I've been experimenting/learning with/about proper learning rates , and after reading this post multiple times over the course of learning I read the above paper tonight (most of it at least, because the math is FAR too advance for me.) In the conclusion of the paper (point 2), if I'm understanding it correctly, it says the learning rate should be equal to the square root of the batch size. If my batch size is 1, than the square root would be one, and there for my learning rate according to this paper would be....(If this is an obvious question please hold your snickers until I leave the room. Thank you.)
I don't think its as simple as that, so know I don't think your missing anything. My main takeaway (iirc) was that Lr needs to be lowered if BS is lowered. I didn't really look too closely into ratios/equations etc, as I would imagine that this would vary wildly on a case by case basis.
My word is final
Thanks for answering. If what I read was correct than I figured the learning rate would have to be 1e-1 because (I had to double check with Google,) the square root of one is either 1 or -1, and based upon our past conversation about what the learning rate formula represents, this would make it correct, right?
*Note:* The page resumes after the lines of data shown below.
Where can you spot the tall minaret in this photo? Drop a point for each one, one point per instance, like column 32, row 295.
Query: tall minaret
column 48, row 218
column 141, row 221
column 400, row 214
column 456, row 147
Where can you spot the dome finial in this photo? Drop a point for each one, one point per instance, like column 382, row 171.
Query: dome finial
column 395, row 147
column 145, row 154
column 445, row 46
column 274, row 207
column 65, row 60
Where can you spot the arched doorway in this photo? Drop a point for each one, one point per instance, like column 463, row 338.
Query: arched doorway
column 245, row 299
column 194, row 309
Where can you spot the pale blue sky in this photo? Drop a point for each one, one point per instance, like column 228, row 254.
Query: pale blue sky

I'm just wondering more for curiosity, is there a way to check this with FS? Because the learning rate doesn't go down that low. Can I just input this figure and see what happens or will it just default? (Again, just a curiosity question.)
@MaxHunter If I understand that section of the paper correctly, they say that specifically using Adam optimizer learning rate scales proportionally to
square root of batch size. This is very different from saying that the LR is
square root of batch size.
Essentially they are saying that if you have a good LR using Adam optimizer at Batch Size
X and want to go to Batch Size
Y, you should multiply the LR by ratio of
(square root Y):(square root X)
This is still pretty useful to know even if it doesn't give an absolute value of learning rate
Using the default FaceSwap value of 5e-5 which I believe is intended for use at BS=16, this gives us:
|Batch Size||Learning Rate (e-5)|
Actually, theoretically the initial 5e-5 learning rate came from a batchsize of 64.
However, it's a little less clear cut than that, as back then the model would feed the A side and the B side consecutively (so there would only ever be 64 faces in the model at one time).
Now we have a batchsize of 16, but both sides are fed at the same time, meaning that there are 32 faces in the model at one time.
Regardless, the overarching calculation for adjusting learning rate is good.
My word is final
Wow! Thanks for breaking that down for me! Good stuff!
So to be clear, based on your calculations and table, my learning rate for a batch size of one would be, 1.25e-5, right?
The really important and subtle part is if you have a good LR for a given model.
What makes an LR good depends on a ton of things, including model structure, model size, loss function, and so on. In the context of this thread, we are dealing with running huge models that can only run at BS=1 or 2, so we can't confirm that 5e-5 at BS=16 is actually a good learning rate.
If you have a model that is running really well at a given LR/BS on a single beefy device and you want to run it in parallel on many smaller devices then you have to scale the batch size down - this gives a guideline of how you do should go about scaling LR correspondingly.
However if you change anything other than the batch size - e.g. changing loss config - then you have (probably) affected the optimal learning rate in a different way. If the changes aside from the batch size are small, then the square root scaling is probably a good general ballpark of where the optimal LR is at this new batch size.
In all cases this shouldn't be interpreted as anything more than an estimate.